Opus Development Co. executives said they are now planning two residential towers with 30 floors or more on what’s called the Ritz block, which fronts Nicollet Mall between 3rd and 4th Streets.
The plan is a departure from an earlier proposal to build offices and housing on the block, which is currently a surface parking lot. But with Nic on Fifth already 45 percent leased just days after opening, Opus executives are betting that more housing is the way to go.
“Our success at the Nic thus far helped guide this decision,” said Nick Murnane, real estate manager for Opus.
At the Ritz block, where a Sheraton-Ritz hotel stood until 1990, Murnane and Dave Menke, president of Opus Development, said they’d like to start with a tower along the Nicollet Mall side, then build another on the Marquette Avenue side when demand warrants.
They are unsure whether the towers will hold condominiums, apartments, or a combination. The company is still working through the design phase and hasn’t submitted plans to the city.
They intend for the first tower to have one skyway connection to the Hennepin County Library across Nicollet and one across 4th to the new Xcel Energy headquarters, which is going up between Nic on Fifth and the Ritz block. “Our goal is to transform the north end of Nicollet Mall,” Murnane said.

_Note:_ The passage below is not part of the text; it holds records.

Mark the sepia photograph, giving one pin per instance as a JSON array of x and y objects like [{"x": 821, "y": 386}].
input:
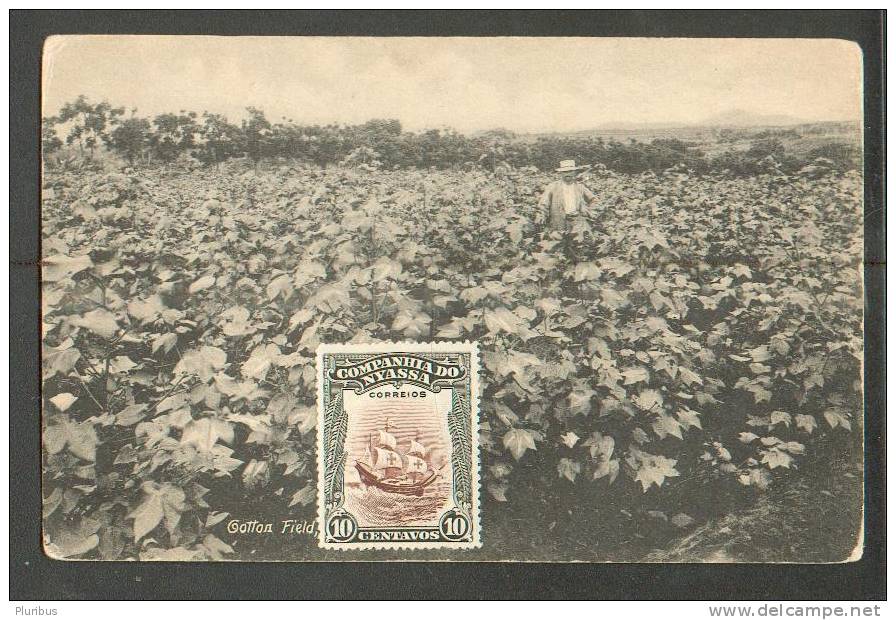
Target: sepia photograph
[{"x": 476, "y": 299}]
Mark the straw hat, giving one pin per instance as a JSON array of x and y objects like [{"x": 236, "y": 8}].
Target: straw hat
[{"x": 569, "y": 165}]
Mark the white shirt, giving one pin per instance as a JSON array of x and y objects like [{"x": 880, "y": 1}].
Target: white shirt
[{"x": 570, "y": 200}]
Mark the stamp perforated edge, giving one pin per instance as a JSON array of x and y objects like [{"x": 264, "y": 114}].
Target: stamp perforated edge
[{"x": 447, "y": 346}]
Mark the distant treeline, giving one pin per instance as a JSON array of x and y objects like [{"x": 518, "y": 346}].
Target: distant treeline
[{"x": 210, "y": 139}]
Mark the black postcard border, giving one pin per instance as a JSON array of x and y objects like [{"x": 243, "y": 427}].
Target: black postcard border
[{"x": 35, "y": 577}]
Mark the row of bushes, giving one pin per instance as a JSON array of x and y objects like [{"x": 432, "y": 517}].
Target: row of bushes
[{"x": 211, "y": 139}]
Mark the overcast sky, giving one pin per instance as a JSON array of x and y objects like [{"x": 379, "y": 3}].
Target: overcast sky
[{"x": 523, "y": 84}]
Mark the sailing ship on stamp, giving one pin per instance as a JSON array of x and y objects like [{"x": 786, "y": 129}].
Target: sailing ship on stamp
[{"x": 383, "y": 466}]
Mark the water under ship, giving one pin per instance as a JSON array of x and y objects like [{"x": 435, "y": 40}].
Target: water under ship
[{"x": 385, "y": 468}]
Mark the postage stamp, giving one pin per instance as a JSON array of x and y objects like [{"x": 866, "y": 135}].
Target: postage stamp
[{"x": 398, "y": 459}]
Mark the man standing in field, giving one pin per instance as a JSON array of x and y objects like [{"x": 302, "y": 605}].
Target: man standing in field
[{"x": 564, "y": 205}]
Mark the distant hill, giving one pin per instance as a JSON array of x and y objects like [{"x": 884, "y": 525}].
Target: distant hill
[{"x": 743, "y": 118}]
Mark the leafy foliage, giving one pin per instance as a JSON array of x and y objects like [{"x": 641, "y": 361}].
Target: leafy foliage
[{"x": 701, "y": 330}]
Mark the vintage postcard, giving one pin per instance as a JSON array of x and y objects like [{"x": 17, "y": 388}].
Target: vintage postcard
[
  {"x": 446, "y": 298},
  {"x": 398, "y": 456}
]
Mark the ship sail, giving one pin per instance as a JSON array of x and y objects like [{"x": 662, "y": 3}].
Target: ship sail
[
  {"x": 416, "y": 465},
  {"x": 386, "y": 459},
  {"x": 387, "y": 440},
  {"x": 417, "y": 449}
]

Despite growing concerns about the durability of the rental market downtown, the Twin Cities had the fourth-lowest vacancy rate in the nation, according to a report released last week by Cassidy Turley. At the end of the April-to-June quarter, the average vacancy rate in the seven-county metro area was 2.8 percent, up slightly from the previous quarter.
“Construction hasn’t caught up with demand yet, and that speaks to how healthy our market is as a whole,” said Julie Lux, at Cassidy Turley. “And lots of people want to get into this market.”
Investors are particularly bullish on suburban rental projects where there’s been very little new construction. Lux recently listed a 200-unit building in Eagan and already had more than 20 showings. “We have people flying in from all over the country to look at it,” she said. “And it’s not going to be a bargain.”
Even so, there are some weakening signs in the rental market. In areas such as Uptown where several buildings opened within a short time, the market has softened and would-be renters are being offered concessions, including a free month’s rent, parking and other perks.
Mary Bujold, president of Maxfield Research, expects vacancy rates to pop up to 7 percent by sometime late next year or in early 2016, though that is still relatively low by industry standards.
Nationwide, demand for multifamily units has exceeded development for the last 3½ years, according to the Cassidy Turley report. So, despite fears of overbuilding, there’s plenty of economic and demographic evidence multifamily fundamentals will remain strong.
The Nic on Fifth and several other buildings, including a tower that’s being built next door by Mortenson Construction, are remaking an area of downtown called the Gateway District. Within a four-block area, there are now more than 1,000 new apartments, not including the two new proposed towers by Opus.
Also last week. a Chicago-based developer hosted the grand opening at LMP Apartments, a 36-story luxury tower several blocks south along the Nicollet Mall along on the edge of Loring Park.
And on Friday, Minneapolis granted development rights for a parcel to Ryan Cos., which plans to build several hundred apartments atop a parking ramp in the Downtown East development next to the new Vikings stadium.